TARGETS = expand("output/metaphlan/isPCR/final/{id}_mismatch_{sample}n.txt", sample = SAMPLES, id = ID)
print(TARGETS)

rule all:
    input:
        TARGETS

rule getgenome:
    input:
        "input/metaphlan/{sample}.biom"
    output:
        csv="output/metaphlan/fasta_dump/{sample}.csv",
        fas="output/metaphlan/fasta_dump/{sample}_dump.fasta"
    conda:
        "envs/synth_genome.yaml"
    shell:
        "python scripts/get_genomes_noabund_Snakemake.py {input} 1 {output.fas} {output.csv}"

rule PCR:
    input:
        "output/metaphlan/fasta_dump/{sample}_dump.fasta"
    output:
        "output/metaphlan/isPCR/raw/{id}_mismatch/{sample}.txt"
    params:
        id = "{id}"
    shell:
        "software/exonerate-2.2.0-x86_64/bin/ipcress --products --mismatch {params.id} scripts/primers-miseq.txt {input} > {output}"

checkpoint parse:
    input:
        "output/metaphlan/isPCR/raw/{id}_mismatch/{sample}.txt"
    output:
        "output/metaphlan/isPCR/final/{id}_mismatch_{sample}.csv",
        "output/metaphlan/isPCR/final/{id}_mismatch_{sample}.fasta"
    shell:
        "python scripts/iPCRess_parser_v2.py {input} {output}"

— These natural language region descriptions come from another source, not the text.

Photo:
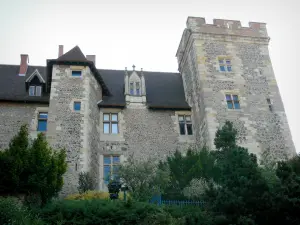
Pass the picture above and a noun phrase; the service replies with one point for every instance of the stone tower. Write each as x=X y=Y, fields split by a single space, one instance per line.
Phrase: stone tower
x=228 y=75
x=73 y=116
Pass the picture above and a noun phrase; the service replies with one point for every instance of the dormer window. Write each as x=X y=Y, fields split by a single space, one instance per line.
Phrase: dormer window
x=131 y=89
x=35 y=90
x=137 y=86
x=34 y=84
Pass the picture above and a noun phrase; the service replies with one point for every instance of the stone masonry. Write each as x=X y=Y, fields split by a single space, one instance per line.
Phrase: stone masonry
x=153 y=133
x=252 y=79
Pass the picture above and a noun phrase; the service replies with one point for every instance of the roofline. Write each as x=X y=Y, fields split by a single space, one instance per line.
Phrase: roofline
x=24 y=101
x=36 y=73
x=169 y=107
x=51 y=62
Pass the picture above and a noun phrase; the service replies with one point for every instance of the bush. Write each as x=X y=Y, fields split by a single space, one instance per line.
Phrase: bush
x=104 y=212
x=86 y=182
x=12 y=212
x=93 y=195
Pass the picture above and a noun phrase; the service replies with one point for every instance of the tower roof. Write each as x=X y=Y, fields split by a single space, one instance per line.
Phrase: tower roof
x=75 y=54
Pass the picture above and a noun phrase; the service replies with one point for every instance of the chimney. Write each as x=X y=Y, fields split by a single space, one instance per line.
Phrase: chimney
x=24 y=64
x=91 y=58
x=60 y=50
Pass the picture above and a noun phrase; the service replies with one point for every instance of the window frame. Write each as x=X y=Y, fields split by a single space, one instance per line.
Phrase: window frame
x=38 y=93
x=233 y=101
x=74 y=73
x=112 y=164
x=131 y=88
x=31 y=88
x=75 y=103
x=185 y=122
x=137 y=88
x=110 y=122
x=35 y=89
x=223 y=63
x=42 y=119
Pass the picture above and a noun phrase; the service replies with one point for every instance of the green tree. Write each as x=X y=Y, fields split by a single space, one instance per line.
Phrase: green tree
x=32 y=170
x=243 y=194
x=185 y=170
x=143 y=178
x=85 y=182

def aggregate_input(wildcards):
    checkpoint_output = checkpoints.parse.get(**wildcards).output[0,1]
    return expand('output/metaphlan/isPCR/final/{id}_mismatch_{sample}.csv','output/metaphlan/isPCR/final/{id}_mismatch_{sample}.fasta', sample = wildcards.SAMPLES, id=wildcards.ID)

rule collect:
    input:
        aggregate_input
    output:
        "output/metaphlan/isPCR/final/{id}_mismatch_{sample}n.txt"
    shell:
        "cat {input} >> {output}"

and the error


<function aggregate_input at 0x7f63eade2158>
SyntaxError:
Input and output files have to be specified as strings or lists of strings.
  File "snakeflow/Snakefile", line 52, in <module>

I believe this is because there is something wrong with how I am using wildcards in the aggregate function, but I can't figure it out. I have tried various versions that I have found in the checkpoint tutorials to no avail.

Any help much appreciated, thanks!

1

1 Answers

1
votes

I think the immediate error has to do with your expand:

return expand('output/metaphlan/isPCR/final/{id}_mismatch_{sample}.csv',
   'output/metaphlan/isPCR/final/{id}_mismatch_{sample}.fasta', 
   sample=wildcards.SAMPLES, id=wildcards.ID)

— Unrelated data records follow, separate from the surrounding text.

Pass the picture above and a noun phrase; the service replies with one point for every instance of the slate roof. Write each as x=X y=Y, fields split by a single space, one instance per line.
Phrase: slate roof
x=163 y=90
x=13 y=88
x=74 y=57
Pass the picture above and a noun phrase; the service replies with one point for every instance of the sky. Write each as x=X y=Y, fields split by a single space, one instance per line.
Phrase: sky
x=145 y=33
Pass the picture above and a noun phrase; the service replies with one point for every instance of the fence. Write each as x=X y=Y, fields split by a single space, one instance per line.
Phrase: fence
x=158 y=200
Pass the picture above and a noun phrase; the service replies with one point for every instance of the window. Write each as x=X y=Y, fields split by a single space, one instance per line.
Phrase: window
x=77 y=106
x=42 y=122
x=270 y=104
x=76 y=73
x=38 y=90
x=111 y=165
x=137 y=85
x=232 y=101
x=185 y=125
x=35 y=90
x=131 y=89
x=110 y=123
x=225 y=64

SAMPLES and ID should be lower case to match the wildcard names.

You will still run into the missing output exception because you are specifying output files that may not exist after running your script. You have to change the output of the checkpoint to a directory (specific for each sample, id) which will have 0 or 2 files. Then you can glob the contents of that directory in the input function to see which files exist.

For me, I would go with the empty file route. You get to avoid checkpoints and it keeps the rules cleaner. With empty files you can differentiate something that hasn't been run from something that had no results. Notice that if you use checkpoints, you end up with empty directories instead so you aren't avoiding the emtpy file problem entirely.

If you are worried about inodes or something else in your system, mark the outputs as temp and snakemake will clean them up after aggregation.